東京裁判と東條英機の国家弁護の姿勢
敗戦後、東條は自殺を図る。
短銃で心臓を撃ったのだが、自決を予想していたアメリカ軍は、銃声を聞いて一斉に突入、救急処置の後、あらかじめ準備していたアメリカ人軍医ジョンソン大尉が救命した(アメリカ軍は東條をどうしても処刑したかった)。
ところが日本の新聞は、政府高官が次々と自決するなか、自決に失敗した東條の記事を大きく掲載。その結果、多くの日本人から顰蹙(ひんしゅく)をかった。入院中はアメリカ軍のロバート・アイケルバーガー中将などが見舞いに訪れたが、日本人の見舞客は家族以外ほとんどなく、東條は日本人の豹変(ひょうへん)振りに大きく落胆したとされる。
東京裁判になっても彼は自己弁護は一切行わず、「大東亜戦争は侵略戦争ではなく自衛戦争であり国際法には違反しない」という論理展開で「国家弁護」を貫いたが、自分は「敗戦の責任」(戦争ではなく負けたことの責任)は負うと宣誓口述書で明言している。
リンチ風の裁判だったが、東條の国家弁護は理路整然とし、アメリカ側の対日戦争準備を緻密な資料にもとづいて指摘し、「こうしたアメリカの軍事力の増大に脅威を感じた日本側が自衛を決意した」と主張した。
また「開戦の責任は自分のみにあって、昭和天皇は自分たち内閣・統帥部(とうすいぶ)に説得されて嫌々ながら開戦に同意しただけである」と明確に証言し、天皇の免訴を最終的に確定することになった。
他の被告と違い、東條が一切の自己弁護をせず国家弁護と天皇擁護に徹する姿勢であったことが次第に明らかになり、評価も持ち直した。ただ、田中隆吉をはじめ戦犯リストに名前がある人が、裏切り行為を行ったことも東條には不利だった。

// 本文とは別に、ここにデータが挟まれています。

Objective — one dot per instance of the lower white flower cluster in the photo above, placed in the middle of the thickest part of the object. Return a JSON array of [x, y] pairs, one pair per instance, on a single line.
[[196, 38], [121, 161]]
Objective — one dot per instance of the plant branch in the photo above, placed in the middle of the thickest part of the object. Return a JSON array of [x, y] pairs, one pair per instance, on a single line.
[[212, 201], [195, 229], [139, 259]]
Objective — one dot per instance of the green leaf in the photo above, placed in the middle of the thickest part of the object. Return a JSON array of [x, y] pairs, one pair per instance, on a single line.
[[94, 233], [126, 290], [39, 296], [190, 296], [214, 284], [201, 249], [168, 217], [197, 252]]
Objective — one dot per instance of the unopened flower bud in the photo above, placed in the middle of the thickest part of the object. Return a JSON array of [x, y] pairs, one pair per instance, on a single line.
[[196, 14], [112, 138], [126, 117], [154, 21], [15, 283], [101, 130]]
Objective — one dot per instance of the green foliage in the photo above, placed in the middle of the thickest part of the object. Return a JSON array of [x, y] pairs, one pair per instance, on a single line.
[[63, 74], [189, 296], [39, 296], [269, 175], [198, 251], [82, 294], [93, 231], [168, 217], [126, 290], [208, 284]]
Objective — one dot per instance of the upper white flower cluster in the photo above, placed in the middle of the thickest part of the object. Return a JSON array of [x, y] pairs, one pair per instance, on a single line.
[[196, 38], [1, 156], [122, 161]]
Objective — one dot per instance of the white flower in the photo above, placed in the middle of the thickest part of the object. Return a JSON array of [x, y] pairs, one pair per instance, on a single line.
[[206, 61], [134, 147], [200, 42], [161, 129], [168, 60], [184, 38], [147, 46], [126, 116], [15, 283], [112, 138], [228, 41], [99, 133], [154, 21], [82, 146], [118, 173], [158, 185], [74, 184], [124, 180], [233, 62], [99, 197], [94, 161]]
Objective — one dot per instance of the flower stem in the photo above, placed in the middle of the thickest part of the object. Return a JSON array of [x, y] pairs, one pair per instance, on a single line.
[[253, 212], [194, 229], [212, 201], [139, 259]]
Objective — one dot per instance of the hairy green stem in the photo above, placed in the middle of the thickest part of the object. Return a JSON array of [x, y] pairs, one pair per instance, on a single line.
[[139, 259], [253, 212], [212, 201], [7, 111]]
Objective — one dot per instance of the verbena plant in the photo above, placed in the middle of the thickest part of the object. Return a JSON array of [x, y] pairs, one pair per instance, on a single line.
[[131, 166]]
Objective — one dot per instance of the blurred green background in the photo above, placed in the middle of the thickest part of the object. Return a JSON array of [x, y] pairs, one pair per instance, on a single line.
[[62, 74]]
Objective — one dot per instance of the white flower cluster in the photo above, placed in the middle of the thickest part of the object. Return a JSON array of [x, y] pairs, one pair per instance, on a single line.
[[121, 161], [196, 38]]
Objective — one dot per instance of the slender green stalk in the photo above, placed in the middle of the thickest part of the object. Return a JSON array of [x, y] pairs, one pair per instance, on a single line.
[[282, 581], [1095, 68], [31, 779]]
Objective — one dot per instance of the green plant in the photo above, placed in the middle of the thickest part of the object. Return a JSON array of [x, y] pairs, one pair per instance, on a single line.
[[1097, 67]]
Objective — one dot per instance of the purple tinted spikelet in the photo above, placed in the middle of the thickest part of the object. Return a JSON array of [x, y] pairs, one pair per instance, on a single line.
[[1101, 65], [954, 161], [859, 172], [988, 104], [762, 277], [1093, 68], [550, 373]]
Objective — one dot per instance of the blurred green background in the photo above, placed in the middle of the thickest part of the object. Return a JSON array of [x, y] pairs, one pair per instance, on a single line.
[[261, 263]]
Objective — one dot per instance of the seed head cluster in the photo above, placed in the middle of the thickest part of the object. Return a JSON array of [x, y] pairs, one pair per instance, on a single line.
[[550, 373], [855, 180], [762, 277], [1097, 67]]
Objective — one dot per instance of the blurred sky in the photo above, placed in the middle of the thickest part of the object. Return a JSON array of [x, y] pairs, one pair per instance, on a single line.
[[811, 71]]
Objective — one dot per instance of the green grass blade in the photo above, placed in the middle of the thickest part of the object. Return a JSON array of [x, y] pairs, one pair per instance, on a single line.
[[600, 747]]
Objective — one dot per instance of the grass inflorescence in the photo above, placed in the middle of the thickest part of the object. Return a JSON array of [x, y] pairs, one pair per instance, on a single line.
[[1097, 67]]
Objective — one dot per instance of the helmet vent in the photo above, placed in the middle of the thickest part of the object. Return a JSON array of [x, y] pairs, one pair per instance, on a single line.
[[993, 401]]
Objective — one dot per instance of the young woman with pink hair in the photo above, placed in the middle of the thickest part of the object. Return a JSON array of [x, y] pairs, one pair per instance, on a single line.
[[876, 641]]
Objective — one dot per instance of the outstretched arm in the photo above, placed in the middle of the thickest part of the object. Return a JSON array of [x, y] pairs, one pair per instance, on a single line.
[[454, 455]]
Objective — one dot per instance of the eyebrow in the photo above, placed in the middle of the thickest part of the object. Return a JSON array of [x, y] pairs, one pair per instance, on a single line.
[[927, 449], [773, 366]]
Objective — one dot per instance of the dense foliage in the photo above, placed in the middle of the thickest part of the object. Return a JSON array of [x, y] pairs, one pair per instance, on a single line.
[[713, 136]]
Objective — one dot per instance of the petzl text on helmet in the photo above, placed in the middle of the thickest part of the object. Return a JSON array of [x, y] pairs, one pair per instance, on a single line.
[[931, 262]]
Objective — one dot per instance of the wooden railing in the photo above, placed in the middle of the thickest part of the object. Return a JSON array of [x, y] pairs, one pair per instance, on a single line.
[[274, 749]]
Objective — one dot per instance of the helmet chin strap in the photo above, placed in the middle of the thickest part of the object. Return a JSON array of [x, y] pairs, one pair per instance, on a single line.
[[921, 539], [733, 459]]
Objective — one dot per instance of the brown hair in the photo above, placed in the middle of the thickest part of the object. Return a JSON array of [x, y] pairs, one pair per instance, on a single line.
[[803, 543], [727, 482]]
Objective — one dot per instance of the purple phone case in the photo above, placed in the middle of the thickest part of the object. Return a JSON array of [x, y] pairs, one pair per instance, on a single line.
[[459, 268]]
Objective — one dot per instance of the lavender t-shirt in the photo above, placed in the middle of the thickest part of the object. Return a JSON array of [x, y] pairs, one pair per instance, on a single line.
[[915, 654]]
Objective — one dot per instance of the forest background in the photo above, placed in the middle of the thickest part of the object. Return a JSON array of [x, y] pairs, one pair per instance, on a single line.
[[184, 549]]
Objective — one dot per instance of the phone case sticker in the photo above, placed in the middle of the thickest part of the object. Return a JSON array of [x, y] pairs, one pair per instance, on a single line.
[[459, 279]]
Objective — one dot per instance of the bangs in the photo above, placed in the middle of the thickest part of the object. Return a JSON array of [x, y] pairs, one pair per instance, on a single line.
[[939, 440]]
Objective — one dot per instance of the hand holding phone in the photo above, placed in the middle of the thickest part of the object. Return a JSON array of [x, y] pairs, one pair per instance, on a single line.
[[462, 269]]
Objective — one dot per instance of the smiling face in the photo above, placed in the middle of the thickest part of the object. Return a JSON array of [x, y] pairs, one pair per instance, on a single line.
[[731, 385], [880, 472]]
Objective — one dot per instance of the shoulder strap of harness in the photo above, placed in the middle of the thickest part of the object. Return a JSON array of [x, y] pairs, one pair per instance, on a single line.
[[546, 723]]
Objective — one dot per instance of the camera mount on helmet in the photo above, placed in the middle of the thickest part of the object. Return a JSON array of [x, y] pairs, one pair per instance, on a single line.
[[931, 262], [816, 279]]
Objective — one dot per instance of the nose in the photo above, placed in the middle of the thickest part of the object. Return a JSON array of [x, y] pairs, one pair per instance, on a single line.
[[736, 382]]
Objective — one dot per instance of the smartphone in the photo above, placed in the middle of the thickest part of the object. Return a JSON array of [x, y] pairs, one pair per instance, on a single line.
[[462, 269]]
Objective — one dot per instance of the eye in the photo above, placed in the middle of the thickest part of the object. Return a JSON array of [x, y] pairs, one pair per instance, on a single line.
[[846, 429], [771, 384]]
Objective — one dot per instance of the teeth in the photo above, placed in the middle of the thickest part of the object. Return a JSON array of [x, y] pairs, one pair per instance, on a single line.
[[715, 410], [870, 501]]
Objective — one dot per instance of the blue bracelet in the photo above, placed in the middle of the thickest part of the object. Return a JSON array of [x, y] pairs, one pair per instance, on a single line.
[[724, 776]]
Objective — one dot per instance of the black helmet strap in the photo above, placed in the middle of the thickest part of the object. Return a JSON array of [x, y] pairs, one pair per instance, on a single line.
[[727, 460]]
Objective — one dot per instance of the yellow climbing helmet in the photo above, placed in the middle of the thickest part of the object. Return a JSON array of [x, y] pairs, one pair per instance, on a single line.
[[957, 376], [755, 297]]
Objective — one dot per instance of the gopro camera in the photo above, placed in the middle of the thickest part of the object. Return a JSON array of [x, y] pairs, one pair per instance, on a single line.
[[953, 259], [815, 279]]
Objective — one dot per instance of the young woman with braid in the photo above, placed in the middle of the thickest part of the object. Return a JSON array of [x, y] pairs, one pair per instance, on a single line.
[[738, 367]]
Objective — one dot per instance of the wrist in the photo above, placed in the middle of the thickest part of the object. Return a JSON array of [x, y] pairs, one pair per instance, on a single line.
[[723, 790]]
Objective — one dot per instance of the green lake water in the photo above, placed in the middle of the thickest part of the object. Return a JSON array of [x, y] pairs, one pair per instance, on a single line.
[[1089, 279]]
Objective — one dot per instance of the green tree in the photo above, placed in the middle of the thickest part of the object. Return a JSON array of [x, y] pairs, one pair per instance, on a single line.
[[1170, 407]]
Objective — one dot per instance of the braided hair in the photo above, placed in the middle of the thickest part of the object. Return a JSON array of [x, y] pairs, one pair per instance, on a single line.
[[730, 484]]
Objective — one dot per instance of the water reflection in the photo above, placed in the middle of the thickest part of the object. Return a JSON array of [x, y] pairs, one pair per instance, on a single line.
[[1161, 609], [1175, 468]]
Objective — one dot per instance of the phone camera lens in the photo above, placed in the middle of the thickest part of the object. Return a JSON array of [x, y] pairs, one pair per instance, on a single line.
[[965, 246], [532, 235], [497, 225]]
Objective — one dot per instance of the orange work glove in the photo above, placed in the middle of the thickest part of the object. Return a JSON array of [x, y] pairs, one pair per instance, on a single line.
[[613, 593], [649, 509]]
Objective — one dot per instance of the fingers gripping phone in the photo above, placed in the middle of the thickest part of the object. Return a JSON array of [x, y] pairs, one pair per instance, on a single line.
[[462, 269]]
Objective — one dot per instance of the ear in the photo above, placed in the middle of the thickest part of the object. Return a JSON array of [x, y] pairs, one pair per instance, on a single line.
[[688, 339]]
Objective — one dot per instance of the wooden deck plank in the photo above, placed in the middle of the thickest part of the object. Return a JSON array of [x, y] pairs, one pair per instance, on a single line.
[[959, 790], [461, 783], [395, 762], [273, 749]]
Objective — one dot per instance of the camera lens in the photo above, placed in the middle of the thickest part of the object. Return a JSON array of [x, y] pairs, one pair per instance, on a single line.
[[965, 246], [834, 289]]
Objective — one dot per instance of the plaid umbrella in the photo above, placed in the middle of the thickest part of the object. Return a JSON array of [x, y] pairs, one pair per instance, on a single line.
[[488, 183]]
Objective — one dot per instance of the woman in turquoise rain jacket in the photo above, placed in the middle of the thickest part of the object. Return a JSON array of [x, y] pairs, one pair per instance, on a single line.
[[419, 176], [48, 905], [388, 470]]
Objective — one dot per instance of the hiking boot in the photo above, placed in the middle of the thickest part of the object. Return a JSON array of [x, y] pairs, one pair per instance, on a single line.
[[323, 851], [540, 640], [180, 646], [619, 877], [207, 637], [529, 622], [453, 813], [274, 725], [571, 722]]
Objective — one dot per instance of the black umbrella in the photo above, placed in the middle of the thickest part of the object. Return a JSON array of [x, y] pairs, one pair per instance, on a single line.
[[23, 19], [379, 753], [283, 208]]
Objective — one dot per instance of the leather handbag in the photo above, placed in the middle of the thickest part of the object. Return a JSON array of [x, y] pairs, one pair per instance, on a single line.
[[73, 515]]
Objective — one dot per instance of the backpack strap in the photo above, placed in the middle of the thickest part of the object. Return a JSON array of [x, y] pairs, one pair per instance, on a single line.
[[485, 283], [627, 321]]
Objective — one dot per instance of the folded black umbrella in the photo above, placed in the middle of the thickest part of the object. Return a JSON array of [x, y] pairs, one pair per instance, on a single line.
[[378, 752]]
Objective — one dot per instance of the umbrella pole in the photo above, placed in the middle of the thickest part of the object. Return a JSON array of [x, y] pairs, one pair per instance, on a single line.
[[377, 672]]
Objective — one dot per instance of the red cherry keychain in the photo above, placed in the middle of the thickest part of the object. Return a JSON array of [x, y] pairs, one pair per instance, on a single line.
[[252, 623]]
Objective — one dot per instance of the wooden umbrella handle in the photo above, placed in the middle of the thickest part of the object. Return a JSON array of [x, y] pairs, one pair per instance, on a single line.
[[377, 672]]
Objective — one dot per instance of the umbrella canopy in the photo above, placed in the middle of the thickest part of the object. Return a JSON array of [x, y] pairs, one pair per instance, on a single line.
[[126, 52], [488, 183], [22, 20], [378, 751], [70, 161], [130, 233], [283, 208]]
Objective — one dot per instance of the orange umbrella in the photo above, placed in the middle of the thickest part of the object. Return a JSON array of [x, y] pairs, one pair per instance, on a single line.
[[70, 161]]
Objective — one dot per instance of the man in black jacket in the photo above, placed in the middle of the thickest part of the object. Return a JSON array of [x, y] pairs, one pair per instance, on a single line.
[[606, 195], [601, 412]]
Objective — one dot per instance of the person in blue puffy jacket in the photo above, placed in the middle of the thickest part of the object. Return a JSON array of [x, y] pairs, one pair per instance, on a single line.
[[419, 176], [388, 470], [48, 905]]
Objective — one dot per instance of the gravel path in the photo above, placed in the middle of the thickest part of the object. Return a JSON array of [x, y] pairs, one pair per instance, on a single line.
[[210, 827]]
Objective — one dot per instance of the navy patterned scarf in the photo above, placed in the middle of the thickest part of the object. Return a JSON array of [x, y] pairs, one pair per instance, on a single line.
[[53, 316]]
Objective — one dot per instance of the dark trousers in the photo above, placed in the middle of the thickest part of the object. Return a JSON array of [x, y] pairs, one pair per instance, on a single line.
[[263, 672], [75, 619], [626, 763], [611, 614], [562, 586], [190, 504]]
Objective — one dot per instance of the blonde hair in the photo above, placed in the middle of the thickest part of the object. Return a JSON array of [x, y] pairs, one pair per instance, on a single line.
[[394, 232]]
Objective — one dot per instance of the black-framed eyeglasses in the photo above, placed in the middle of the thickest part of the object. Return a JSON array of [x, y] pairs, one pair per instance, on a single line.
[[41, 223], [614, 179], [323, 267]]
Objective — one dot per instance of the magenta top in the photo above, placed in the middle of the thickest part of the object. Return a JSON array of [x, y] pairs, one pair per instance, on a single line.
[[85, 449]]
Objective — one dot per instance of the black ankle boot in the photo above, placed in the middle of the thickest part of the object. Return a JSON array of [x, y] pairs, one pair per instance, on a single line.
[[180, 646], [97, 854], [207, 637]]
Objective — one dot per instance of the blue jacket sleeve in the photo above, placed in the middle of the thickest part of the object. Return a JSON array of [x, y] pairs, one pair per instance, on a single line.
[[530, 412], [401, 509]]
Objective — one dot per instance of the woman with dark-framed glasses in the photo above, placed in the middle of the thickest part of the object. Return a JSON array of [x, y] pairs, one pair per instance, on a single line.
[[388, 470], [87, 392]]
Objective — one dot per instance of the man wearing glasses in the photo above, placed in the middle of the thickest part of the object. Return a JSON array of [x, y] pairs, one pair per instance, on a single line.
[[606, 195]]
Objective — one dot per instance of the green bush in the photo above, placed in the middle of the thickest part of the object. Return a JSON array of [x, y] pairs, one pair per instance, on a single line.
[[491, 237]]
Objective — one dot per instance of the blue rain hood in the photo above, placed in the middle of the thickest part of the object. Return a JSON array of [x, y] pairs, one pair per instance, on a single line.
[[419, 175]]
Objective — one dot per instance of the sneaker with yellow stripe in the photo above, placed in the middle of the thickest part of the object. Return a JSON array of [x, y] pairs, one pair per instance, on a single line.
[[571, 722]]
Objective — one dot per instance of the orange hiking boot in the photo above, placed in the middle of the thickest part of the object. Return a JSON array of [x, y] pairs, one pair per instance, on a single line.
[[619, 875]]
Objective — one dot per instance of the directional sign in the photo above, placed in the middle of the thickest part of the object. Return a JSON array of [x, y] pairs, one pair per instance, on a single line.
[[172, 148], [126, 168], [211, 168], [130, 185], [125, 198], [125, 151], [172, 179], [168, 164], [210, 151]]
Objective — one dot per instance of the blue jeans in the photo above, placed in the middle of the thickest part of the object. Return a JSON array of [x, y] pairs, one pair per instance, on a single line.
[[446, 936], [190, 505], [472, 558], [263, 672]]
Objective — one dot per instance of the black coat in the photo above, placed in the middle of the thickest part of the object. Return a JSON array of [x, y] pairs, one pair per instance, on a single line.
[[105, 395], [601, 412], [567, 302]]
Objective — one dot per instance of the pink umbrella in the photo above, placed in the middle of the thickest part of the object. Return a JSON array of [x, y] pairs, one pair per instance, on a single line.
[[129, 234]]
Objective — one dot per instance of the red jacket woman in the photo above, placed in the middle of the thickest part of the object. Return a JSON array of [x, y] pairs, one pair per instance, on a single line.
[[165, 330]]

残念ながら敗戦から「東京リンチ」の結末が出るまで、日本人の中には武士(軍人)であっても「卑怯者、小物」が多くいたことは確かだった。日本は戦後70年を経て、まだ独立を果たしていない(アメリカ軍が進駐している)が、それもこの「東京リンチ」のときの指導部の一部の裏切り行為が尾を引いていると考えられる。
戦後70年を経て、世界史のうえでもっとも功績のあった東條英機を、まずは日本の中でよく整理し、できれば国民の合意のうえで高い評価をしたいものと思います。